QUEL pasticciaccio brutto che e' il processo Calabresi (o processo Sofri) ha avuto un solo filo. Lo ha srotolato, ingarbugliato, annodato, in uno glio'mmero degno di Gadda, Leonardo Marino. Il venditore ambulante di cre'pes - testimone e reo confesso per l'assassinio del commissario (per lui, prescrizione del reato e impunita') - e' stato l'unica fonte di prova, il fondamento dell'accusa e della condanna a 22 anni di carcere di Adriano Sofri, Giorgio Pietrostefani, Ovidio Bompressi.

I sei processi (in sei anni) dovevano avere una sola

domanda sulla scena parlata del dibattimento: Leonardo

Marino racconta la verita'? Quali sono i riscontri, le

testimonianze, i corpi di reato che possono confermare il suo racconto e la chiamata di correita'? Ne ha avuto purtroppo un'altra, processualmente abusiva: perche' dovrebbe mentire? Fin dai primi passi, l'istruttoria di questo processo, uno degli ultimi celebrati secondo la vecchia procedura penale, ha avuto un odore inquisitoriale tale da provocare anche in uno storico, come Carlo Ginzburg, abituato per ragioni di mestiere a leggere i processi del Cinquecento e del Seicento, "un leggero spaesamento" tanto le carte del processo Calabresi avevano singolari analogie con le pratiche inquisitorie. Istruttoria condotta in luoghi segreti e impropri (come le caserme dei carabinieri). Nessun

contraddittorio. Ipotesi elaborate dall'inquisitore in un

quadro paranoide. (Dalla sentenza: "Se l'omicidio e'

attribuibile a Lotta continua - e nessun'altra organizzazione ha potuto essere imputata del fatto - la decisione di uccidere deve essere stata presa dal vertice del movimento"). Si sa come finiva tre o quattro secoli fa: nasceva un'impura casistica delle confessioni contro i correi, talvolta ottenute con promesse d'impunita'. Nei fatti lo stile inquisitorio, legalmente, non aveva regole da rispettare: il segreto, quel metodo introspettivo e l'impegno ideologico degli operatori escludevano vincoli, forme, termini. Contava l'esito. Lo si conquistava con argomenti spesso invulnerabili dalla logica comune. Ne' piu' ne' meno e' quanto e' accaduto nel processo Sofri. La Corte di Cassazione, il 27 ottobre 1994, ha annullato una sentenza di assoluzione scritta da un giudice a latere contrario alla decisione (come accusa Sofri sostenuto dalla testimonianza di alcuni giudici popolari) acconciamente e malignamente argomentata per essere cancellata.
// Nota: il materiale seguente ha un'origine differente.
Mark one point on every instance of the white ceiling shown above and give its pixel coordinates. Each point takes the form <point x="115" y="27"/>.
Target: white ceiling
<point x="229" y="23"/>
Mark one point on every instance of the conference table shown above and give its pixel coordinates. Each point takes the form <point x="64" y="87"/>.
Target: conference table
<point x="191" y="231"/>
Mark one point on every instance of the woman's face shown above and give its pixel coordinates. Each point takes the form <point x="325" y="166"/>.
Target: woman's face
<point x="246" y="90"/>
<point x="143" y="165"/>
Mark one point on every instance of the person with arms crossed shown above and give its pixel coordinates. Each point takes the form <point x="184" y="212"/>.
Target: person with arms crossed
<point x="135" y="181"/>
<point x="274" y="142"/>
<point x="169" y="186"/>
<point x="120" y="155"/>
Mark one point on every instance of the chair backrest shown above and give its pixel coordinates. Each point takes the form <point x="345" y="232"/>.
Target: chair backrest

La Suprema Corte ha chiesto ai nuovi giudici di verificare "l'intriseca

validita' delle dichiarazioni di Marino secondo quattro canoni: la precisione, la coerenza, la costanza, la spontaneita'". I nuovi giudici, ancora prima del processo, avevano gia' chiara la conclusione. Condanna. Lo testimoniano alcuni giudici popolari. E' in corso un'istruttoria a Brescia.

Chi ha avuto la pazienza di leggere le 538 pagine della

sentenza emessa dalla terza Corte d'assise d'appello di

Milano (presidente Giangiacomo Della Torre, giudice a

latere Luigi de Ruggiero) puo' toccare con mano quanto sia stato disatteso l'imperativo della Suprema Corte. Non si puo' qui rifare la storia di un processo, ma si possono ricordare la sparizione di tutti i corpi del reato, il giudizio di inattendibilita' con cui sono stati valutati i testimoni oculari del delitto che smentivano la ricostruzione di Marino ("fisiologicamente inattendibili"). E si puo' brevemente accennare alla congruita' della testimonianza di Marino con i quattro canoni di verifica processuale indicati dalla Cassazione.

Il racconto di Marino e' largamente impreciso. Il reo

confesso dice che la Fiat 125 usata nell'agguato del 1972 era blu e non beige. Indica come via di fuga, dopo il delitto, via Giotto (o via Belfiore) verso piazza Wagner mentre dalle testimonianze oculari risulta che gli assassini fuggirono svoltando in via Rasori diretti verso via Ariosto, angolo via Alberto da Giussano dove abbandonarono l'auto. E' incoerente. Ricorda che Ovidio Bompressi (bruno) si ossigeno' i capelli in occasione del delitto. E tuttavia nonostante gia' le prime cronache del delitto riferiscano di "un assassino biondo", Bompressi - racconta Marino - due mesi dopo va ancora in giro in una piccola citta' come Massa con i capelli fintobiondi. E' incostante. Sostiene il 21 luglio 1988 di essere stato avvicinato a Pisa "da Sofri e Pietrostefani" che gli assegnano il mandato assassino. Al giudice istruttore precisa "di aver parlato soprattutto con Sofri perche' Pietrostefani lo aveva incontrato spesso a Torino...". Il 17 giugno 1988 conferma "il colloquio con Sofri e ricorda la pre

senza di Pietrostefani". Quando Pietrostefani riesce a dimostrare di non essere stato a Pisa quel giorno (13 maggio 1972), dichiara di "non potere affermare con certezza la presenza di Pietrostefani". Al dibattimento di primo grado riferisce "di essersi convinto della presenza di Pietrostefani, ma di non averne memoria".

"Piccoli errori, dimenticanze, imprecisioni, sovrapposizioni di ricordi" - hanno sempre detto i giudici - che irrobustiscono l'attendibilita' e la spontaneita' di Leonardo Marino. E siamo al punto: la confessione di Marino e' stata spontanea? "I sentimenti di rimorso, catarsi, liberazione, indicativi di una nobilta' d'animo" sono fuori discussione per i giudici. Ma e' cosi' davvero? Marino ha sempre raccontato che, moralmente convertito, ansioso di espiare le sue colpe, abbia bussato alla caserma dei carabinieri per confessare il 21 luglio 1988. Non e' cosi', come e' stato dimostrato durante i processi. Non e' stato Marino ad andare dai carabinieri, ma i carabinieri da Marino e, dal 2 luglio, per venti lunghi giorni, sempre di notte, in colloqui mai verbalizzati e senza la presenza del giudice istruttore, Marino si e' intrattenuto con i carabinieri, i quali per un anno e mezzo non hanno mai svelato la circostanza.

Le tracce dell'imprecisione, incoerenza, incostanza, non spontaneita' di Leonardo Marino sono ben leggibili nella

sentenza della Corte d'appello di Milano che ieri era

all'esame della Cassazione. La Suprema Corte non le ha

volute leggere. Ha preferito avvoltare il filo aggrovigliato del pasticciaccio brutto intorno all' inutile e abusiva domanda: perche' Marino avrebbe dovuto mentire? Non hanno trovato risposta, facendo calare su Adriano Sofri, Giorgio Pietrostefani, Ovidio Bompressi il buio di una condanna irragionevole, incongrua, ingiusta. La condanna di un'altra epoca.